As I’m sure everybody has noticed, there is a long-running trend for people to wear the waistband of their underwear above their jeans, displaying a brand label. Mention this exposure to them and they’ll tell you “it’s fashion.” It’s not, you’ve been duped: it’s advertising. Twenty years ago, I’d have to buy somebody a drink and slip them a mickey to get the sort of close-up and intimate views that are now thrust upon me unbidden. Buy a belt, please.
It’s part of an ongoing trend, though. Many years ago, men used to be paid to walk around the streets wearing sandwich boards plugging shops and products; today, people pay through the nose to wear exposed brand names: Super Dry, G-Star, Nike and their ilk. This seems incongruous – why would folk be so eager to show off their allegiance to a particular chain of sweatshops? Stranger yet, though, replica football shirts are emblazoned with the names of electronics giants, telecoms companies, airlines, beers, banks, confectioners and loan sharks, and people shell out small fortunes for the privilege of walking around wearing billboards that no-one but their fellow supporters would recognise as being affiliated with their club.

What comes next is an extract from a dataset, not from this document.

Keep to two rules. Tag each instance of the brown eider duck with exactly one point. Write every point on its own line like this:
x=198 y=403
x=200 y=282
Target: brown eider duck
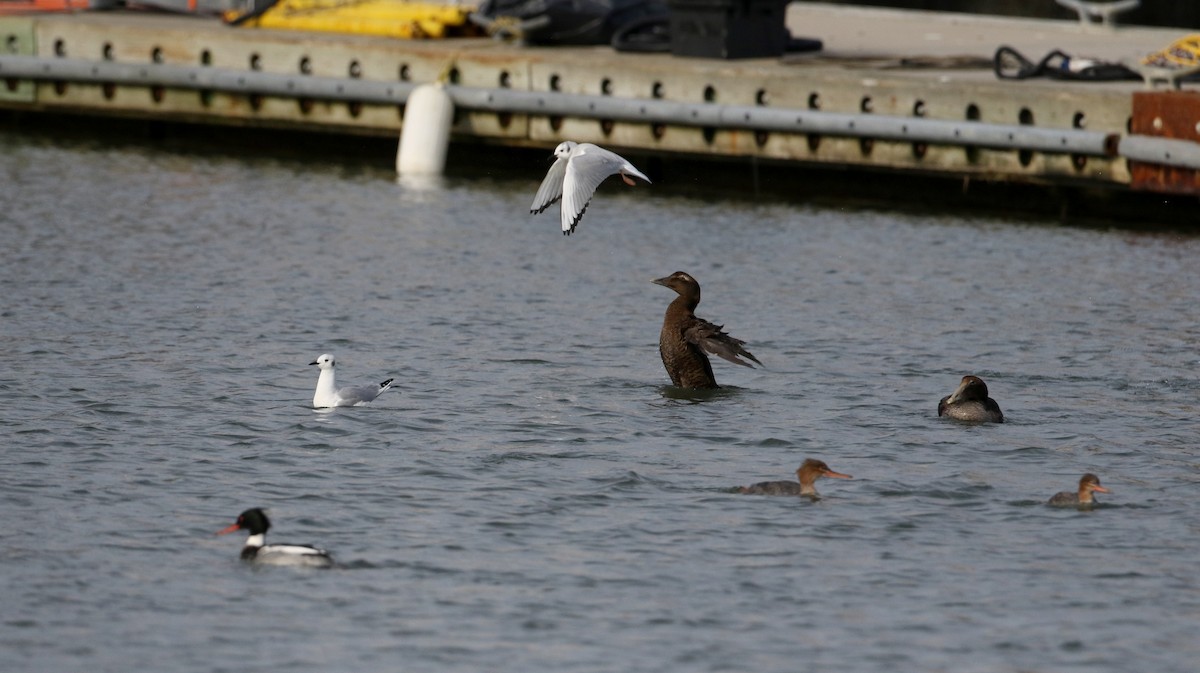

Then there’s a more recent and utterly inexplicable phenomenon: band t-shirts have some point because they at least say something about the taste of the individual wearing them, but of late I’ve seen people wearing Google, Facebook and Call of Duty tees – because, presumably, nothing says more about you as a person than your choice of search engine, your use of social media or your on-line gaming habit.
Of course, as we have become an ever-more materialistic society, people genuinely do feel an allegiance to brand names – Apple, Amazon and Starbucks all seem to have very loyal customers. In the past, hospital wings used to be named after wealthy notables who had contributed a great deal to society but, since these names pretty much avoid paying taxes or making any contributions – thus leading to hospital closures rather than openings – perhaps they’ll get their names posted above the graves of those children whose lives were curtailed thanks to the efforts of their accountants.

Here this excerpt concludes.